Third, the City contends that Ordinance 112, which pertains to the creation of the full-time position for City Council President, cannot be challenged pursuant to the procedure set by N.J.S.A. 40A:9-165, because it is not a salary ordinance. The City contends that there should have been two petitions separating out the two ordinances. However, the City has repealed Ordinance 112. Therefore, that is not an issue before us. The challenge to Ordinance No. 112 regarding the Council President's hours was mooted by the pre-election repeal of that ordinance. This left open for voter ratification a portion of Ordinance 113.
In summary, we conclude that Judge Armstrong correctly applied N.J.S.A. 40A:9-165. She found that the petition contained the requisite amount of signatures and was valid.
In the alternative, the City contends that even if we were to determine that Judge Armstrong correctly applied N.J.S.A. 40A:9-165, it was reversible error to fail to enforce public policy that dictates that, "persons circulating a petition for referendum or other legislative action must be truthful in the representations made to garner signatures from the public." The City alleges that the petition "contained many blatant false statements which prevented further action by . . . the City Clerk, regardless of any statutory review of the petition." The City alleges that petition was circulated with false information completely misstating the purpose behind the salary ordinance.

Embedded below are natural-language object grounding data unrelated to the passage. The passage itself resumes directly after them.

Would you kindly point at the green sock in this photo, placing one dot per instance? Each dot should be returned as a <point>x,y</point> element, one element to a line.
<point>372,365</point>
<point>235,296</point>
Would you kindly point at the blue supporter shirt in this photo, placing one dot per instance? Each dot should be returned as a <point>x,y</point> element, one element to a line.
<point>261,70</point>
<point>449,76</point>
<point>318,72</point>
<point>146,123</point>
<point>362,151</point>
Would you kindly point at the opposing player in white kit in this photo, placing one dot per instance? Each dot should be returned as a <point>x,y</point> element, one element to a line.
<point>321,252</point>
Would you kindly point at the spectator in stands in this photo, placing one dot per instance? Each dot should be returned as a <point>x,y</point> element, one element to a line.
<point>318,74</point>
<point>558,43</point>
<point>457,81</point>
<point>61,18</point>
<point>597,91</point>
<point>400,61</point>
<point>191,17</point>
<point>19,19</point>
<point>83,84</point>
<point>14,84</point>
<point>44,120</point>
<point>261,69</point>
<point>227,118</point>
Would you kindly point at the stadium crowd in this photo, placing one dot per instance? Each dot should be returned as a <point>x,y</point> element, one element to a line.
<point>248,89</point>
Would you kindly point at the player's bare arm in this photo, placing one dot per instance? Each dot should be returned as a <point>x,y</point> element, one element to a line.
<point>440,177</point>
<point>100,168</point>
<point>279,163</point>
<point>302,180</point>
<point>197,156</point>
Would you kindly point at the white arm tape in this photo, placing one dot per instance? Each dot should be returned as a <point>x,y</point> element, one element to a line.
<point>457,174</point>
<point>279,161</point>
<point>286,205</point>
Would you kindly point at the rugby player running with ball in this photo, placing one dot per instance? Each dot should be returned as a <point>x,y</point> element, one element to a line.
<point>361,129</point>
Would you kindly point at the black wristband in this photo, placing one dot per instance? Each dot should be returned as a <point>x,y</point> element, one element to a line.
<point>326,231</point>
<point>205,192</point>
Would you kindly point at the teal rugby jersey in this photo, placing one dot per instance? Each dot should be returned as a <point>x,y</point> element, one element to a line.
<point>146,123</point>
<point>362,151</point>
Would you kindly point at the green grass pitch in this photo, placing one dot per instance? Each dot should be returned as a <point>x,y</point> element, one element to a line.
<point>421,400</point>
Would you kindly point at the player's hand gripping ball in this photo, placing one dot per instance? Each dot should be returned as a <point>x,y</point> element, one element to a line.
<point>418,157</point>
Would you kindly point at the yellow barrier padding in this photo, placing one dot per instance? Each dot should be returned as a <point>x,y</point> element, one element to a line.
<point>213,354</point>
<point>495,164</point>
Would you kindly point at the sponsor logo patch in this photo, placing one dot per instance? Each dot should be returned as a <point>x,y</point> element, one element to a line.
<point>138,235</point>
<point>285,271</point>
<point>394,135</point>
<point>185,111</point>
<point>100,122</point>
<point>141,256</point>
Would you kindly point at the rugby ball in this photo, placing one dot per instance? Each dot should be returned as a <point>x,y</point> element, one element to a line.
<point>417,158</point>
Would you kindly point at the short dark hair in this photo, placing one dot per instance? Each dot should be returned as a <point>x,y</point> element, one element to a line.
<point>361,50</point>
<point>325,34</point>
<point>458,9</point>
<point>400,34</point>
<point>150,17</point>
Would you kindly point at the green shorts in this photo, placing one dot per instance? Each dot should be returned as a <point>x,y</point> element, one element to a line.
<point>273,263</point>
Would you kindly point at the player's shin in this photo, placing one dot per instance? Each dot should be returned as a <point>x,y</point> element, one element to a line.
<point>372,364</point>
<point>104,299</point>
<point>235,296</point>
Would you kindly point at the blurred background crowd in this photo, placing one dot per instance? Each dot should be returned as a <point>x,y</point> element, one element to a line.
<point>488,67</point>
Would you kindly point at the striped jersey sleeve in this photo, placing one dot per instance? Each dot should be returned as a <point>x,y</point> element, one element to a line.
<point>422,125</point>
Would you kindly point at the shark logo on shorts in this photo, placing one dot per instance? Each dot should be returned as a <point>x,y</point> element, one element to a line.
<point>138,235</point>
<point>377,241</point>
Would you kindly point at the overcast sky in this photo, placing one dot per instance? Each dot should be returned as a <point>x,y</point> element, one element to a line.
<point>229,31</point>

In Stop the Pay Hike Committee, supra, 166 N.J. Super. at 197, a similar issue was presented to the trial court. In that case, Irvington argued that a voter's petition was so vague that it misled citizens into signing the petition. The judge found in pertinent part:
[T]he sufficiency of the petition cannot be measured except in its entirety. It is apparent that any voter reading the entire petition was adequately informed that the basic thrust of the petition was to challenge certain wage increases adopted by Irvington Ordinance MC 2549. Certainly, the language is not so misleading as to justify the summary dismissal of this potential referendum. Also, it is well recognized that the right to referendum is a democratic ideal. Moreover, provisions relating to a referendum should be liberally construed so as to effectuate, facilitate and encourage voters to participate in government. [Stop the Pay Hike Committee, supra, 166 N.J. Super. at 207.]
The judge went on to state that, "[i]t is not the policy of our law to frustrate the right of voters to seek democratic redress, as provided for through referendum." Ibid. (citing D'Ascensio v. Benjamin, 137 N.J. Super. 155, 163 (Ch. Div. 1975); Sparta Tp. v. Spillane, 125 N.J. Super. 519, 523 (App. Div. 1973)).

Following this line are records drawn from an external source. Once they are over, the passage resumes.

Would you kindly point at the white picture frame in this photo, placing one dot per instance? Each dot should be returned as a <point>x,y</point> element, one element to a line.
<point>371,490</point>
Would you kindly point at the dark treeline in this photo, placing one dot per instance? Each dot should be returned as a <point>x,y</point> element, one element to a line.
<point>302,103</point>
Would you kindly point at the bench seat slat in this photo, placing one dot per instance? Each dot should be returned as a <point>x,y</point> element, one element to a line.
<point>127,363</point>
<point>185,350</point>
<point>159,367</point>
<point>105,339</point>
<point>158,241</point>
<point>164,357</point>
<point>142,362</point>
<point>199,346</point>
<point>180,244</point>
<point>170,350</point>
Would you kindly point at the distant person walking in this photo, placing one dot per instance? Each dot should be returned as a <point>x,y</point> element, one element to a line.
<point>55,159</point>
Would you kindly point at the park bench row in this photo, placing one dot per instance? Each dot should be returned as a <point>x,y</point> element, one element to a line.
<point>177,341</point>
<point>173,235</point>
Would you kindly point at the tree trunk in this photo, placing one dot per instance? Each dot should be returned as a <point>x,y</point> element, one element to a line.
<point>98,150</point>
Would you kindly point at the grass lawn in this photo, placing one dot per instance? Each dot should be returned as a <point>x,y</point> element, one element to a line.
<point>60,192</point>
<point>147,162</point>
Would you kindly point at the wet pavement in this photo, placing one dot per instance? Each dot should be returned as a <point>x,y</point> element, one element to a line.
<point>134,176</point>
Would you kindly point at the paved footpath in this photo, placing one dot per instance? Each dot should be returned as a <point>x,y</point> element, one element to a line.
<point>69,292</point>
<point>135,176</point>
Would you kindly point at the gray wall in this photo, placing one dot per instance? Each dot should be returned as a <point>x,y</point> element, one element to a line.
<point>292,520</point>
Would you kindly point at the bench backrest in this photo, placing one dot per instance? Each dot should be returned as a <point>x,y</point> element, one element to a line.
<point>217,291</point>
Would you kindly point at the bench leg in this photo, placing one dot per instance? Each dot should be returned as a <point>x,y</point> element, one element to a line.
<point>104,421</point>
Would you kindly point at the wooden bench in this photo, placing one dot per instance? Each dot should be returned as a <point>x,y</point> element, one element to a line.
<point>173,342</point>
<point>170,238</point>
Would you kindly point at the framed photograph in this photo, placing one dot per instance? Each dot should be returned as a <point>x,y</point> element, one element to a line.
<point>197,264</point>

We note that N.J.S.A. 40A:9-165 does not require a petition that objects to a salary ordinance to include the salary ordinance within the body of the petition, or to include a summary of the substance of the ordinance. Therefore, Adams's notice of insufficiency fails on this point.
As Judge Armstrong also noted, the petition was drafted by a lay person, and she attributed the lack of a perfectly worded document as a harmless oversight, due in part to the fact that the intent of the petition was clear. Judge Armstrong went on to state that:
. . . the petition was not perfect worded. However, notwithstanding that fact, the court was persuaded that it was abundantly clear that the voters signing the petition were protesting the various salary increases approved by [Atlantic City] when it enacted Ordinance #113 [Salary Ordinance].
This court has no basis to conclude that plaintiffs "lied" to or intentionally deceived the public. As noted above, notwithstanding the inartful wording of the petition, the court concluded that the intent . . . was sufficiently clear, namely, [plaintiffs] want a proposition for the ratification of the salary increases to be put before the voters.
We find no basis in the record to conclude that the plaintiffs misled the signatories of the petition.